Minhas Senhoras e Meus Senhores,
Estou convicto que muito do nosso futuro como cidadãos europeus depende das respostas que formos capazes de construir para enfrentar esse duplo desafio permanente das sociedades avançadas que consiste em, por um lado, assegurar o desenvolvimento económico que o mercado permite, e, por outro lado, limitar as desigualdades que ele engendra e potencia.
Temos pela frente desafios novos que, todos o sabemos, não poderão ser ganhos com estratégias cujos resultados ficaram aquém do que prometiam.
Julgo que todos reconheceremos que estamos obrigados a procurar soluções inovadoras para enfrentar as causas contemporâneas da iniquidade, que instala a descrença e corrói a coesão social.
É, uma tarefa difícil, que exige a cooperação das nossas melhores inteligências, de todo o saber a que pudermos aceder, de toda a determinação de que formos capazes.
Espero e desejo que esta Conferência permita dar um passo mais na direcção dum debate cada vez mais atento às inovações, plural, crítico, fundamentado, que envolva a comunidade científica, os agentes económicos e sociais e, evidentemente, os que têm especiais responsabilidades na condução das políticas públicas.

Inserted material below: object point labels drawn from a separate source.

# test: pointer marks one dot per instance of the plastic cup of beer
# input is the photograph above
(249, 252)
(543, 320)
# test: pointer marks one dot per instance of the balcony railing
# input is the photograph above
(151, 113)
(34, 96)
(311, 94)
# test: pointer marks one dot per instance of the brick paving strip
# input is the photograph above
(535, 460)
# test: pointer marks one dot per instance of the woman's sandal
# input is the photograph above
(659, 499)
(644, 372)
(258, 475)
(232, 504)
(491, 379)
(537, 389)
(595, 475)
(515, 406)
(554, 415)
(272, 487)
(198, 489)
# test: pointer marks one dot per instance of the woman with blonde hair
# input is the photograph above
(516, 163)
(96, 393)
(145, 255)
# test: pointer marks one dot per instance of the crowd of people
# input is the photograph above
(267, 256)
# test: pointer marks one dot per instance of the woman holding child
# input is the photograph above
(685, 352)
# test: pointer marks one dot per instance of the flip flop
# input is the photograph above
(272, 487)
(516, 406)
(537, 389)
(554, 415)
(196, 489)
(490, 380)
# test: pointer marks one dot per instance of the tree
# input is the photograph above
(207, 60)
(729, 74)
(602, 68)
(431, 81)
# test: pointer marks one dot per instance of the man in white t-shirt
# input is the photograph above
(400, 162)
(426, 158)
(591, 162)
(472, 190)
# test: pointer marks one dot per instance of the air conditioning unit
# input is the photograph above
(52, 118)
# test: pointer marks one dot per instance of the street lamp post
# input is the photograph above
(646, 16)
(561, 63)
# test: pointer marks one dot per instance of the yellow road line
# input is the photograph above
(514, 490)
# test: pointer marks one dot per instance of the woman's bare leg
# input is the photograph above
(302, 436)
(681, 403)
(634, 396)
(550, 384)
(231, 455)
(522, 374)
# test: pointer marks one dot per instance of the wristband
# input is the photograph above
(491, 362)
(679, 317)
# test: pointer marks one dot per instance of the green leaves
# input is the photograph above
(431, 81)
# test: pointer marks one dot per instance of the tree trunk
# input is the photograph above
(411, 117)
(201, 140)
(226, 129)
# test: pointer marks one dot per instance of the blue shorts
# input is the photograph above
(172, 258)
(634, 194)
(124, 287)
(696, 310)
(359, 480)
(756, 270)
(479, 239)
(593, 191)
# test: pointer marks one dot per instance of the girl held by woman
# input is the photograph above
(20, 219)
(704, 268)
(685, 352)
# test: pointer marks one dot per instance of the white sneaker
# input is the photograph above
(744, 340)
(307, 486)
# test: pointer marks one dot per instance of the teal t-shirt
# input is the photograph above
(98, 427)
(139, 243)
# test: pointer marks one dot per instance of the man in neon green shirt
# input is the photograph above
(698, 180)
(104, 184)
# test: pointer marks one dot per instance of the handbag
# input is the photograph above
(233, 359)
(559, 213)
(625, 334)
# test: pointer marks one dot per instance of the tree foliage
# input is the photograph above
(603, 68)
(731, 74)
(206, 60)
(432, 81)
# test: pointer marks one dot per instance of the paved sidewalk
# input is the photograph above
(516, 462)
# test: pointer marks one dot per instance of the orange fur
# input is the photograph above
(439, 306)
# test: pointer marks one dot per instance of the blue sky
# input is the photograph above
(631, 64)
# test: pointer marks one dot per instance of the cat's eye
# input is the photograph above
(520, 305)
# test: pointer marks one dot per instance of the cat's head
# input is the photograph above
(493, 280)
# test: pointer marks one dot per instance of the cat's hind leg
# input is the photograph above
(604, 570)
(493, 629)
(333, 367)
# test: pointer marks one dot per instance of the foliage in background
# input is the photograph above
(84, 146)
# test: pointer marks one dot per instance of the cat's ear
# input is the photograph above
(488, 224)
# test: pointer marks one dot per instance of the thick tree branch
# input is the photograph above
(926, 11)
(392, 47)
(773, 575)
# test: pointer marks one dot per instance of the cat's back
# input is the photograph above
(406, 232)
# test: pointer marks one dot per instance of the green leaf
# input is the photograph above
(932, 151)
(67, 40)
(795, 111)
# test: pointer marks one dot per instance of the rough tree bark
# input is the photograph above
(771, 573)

Devo, por isso, um agradecimento sincero a todos os que nela quiseram participar e, em particular, aos que, apesar dos compromissos decorrentes das suas responsabilidades científicas e académicas, profissionais ou políticas, se dispuseram a sacrificar algum do seu tempo para aqui virem dar conta dos resultados do seu trabalho, manifestando o desejo duma estadia agradável e proveitosa para os que se deslocaram propositadamente a Lisboa.